That potential is now being realized. The U.S. generated more electricity from renewable sources than from coal for the first time ever this April, The Guardian reported Wednesday.

Data from the Energy Information Administration showed that wind, solar and hydroelectric generated nearly 68.5 million megawatt-hours of power in April, while coal only generated 60 million, Bloomberg News reported. That’s 23 percent of total electricity from renewables vs. 20 percent from coal, according to The Guardian.

“The fate of coal has been sealed, the market has spoken,” University of Texas energy expert Michael Webber told The Guardian. “The trend is irreversible now, the decline of coal is unstoppable despite Donald Trump‘s rhetoric.”

President Trump had promised to boost coal and, under his watch, the U.S. Environmental Protection Agency (EPA) has worked to ease regulations impacting the industry, most recently by replacing the Obama-era Clean Power Plan. Even so, at least 50 coal plants have shut since Trump took office in 2017, The Guardian reported.

Coal, which supplied more electricity than any other fuel source a decade ago, has been losing both to natural gas and to wind and solar farms, Bloomberg News reported. Bloomberg NEF estimates that half the world’s power could come from clean sources by 2050.

Coal will likely pull ahead of renewable sources again, since some coal plants were down for routine maintenance in April, Bloomberg News noted. The Guardian also reported that there was low energy demand this April, as well as an increase in wind power. A report from Fitch said that coal would surpass renewable energy overall through 2028, but the EIA predicts more months in which the renewable sources will pull ahead.

However, as coal declines, some utilities are shifting to gas, also a fossil fuel.
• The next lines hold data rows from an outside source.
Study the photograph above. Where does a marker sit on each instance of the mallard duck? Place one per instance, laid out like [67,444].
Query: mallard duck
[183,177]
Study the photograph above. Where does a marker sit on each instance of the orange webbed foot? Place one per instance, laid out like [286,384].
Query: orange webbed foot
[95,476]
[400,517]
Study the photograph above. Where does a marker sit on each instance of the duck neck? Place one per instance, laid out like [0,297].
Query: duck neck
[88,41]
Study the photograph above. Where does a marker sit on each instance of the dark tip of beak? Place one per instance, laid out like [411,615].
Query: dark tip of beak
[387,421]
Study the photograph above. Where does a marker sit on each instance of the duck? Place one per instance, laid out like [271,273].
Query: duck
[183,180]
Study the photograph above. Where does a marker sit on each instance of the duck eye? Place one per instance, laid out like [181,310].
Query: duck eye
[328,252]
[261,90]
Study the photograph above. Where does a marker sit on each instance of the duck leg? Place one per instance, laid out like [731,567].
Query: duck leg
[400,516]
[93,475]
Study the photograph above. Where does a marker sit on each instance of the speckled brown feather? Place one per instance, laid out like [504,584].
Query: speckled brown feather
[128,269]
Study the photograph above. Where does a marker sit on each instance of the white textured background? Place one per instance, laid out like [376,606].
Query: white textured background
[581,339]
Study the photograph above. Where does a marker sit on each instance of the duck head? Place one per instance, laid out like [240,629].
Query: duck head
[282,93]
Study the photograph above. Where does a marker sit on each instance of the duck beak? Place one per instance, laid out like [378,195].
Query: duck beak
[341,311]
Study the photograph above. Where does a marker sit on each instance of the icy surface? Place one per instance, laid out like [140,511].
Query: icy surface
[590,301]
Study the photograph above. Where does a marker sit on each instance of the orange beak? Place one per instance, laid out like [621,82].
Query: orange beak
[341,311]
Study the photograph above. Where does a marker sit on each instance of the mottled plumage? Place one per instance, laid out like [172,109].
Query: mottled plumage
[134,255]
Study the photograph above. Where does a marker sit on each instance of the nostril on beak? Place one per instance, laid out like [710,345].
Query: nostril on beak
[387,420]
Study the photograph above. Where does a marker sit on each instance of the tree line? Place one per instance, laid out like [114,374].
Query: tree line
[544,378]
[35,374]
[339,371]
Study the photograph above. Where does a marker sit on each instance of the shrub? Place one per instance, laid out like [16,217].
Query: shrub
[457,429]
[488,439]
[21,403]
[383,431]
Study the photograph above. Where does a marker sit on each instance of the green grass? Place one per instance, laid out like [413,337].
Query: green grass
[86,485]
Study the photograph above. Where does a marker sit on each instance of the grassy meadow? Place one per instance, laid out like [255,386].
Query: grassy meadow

Energy companies are planning to build at least 150 new gas plants and thousands of miles of pipelines in the coming years, The New York Times reported.

“Gas infrastructure that’s built today is going to be with us for 30 years,” Rice University Associate Professor of Civil and Environmental Engineering Daniel Cohan told The New York Times. “But if you look at scenarios that take climate change seriously, that say we need to get to net zero emissions by 2050, that’s not going to be compatible with gas plants that don’t capture their carbon.”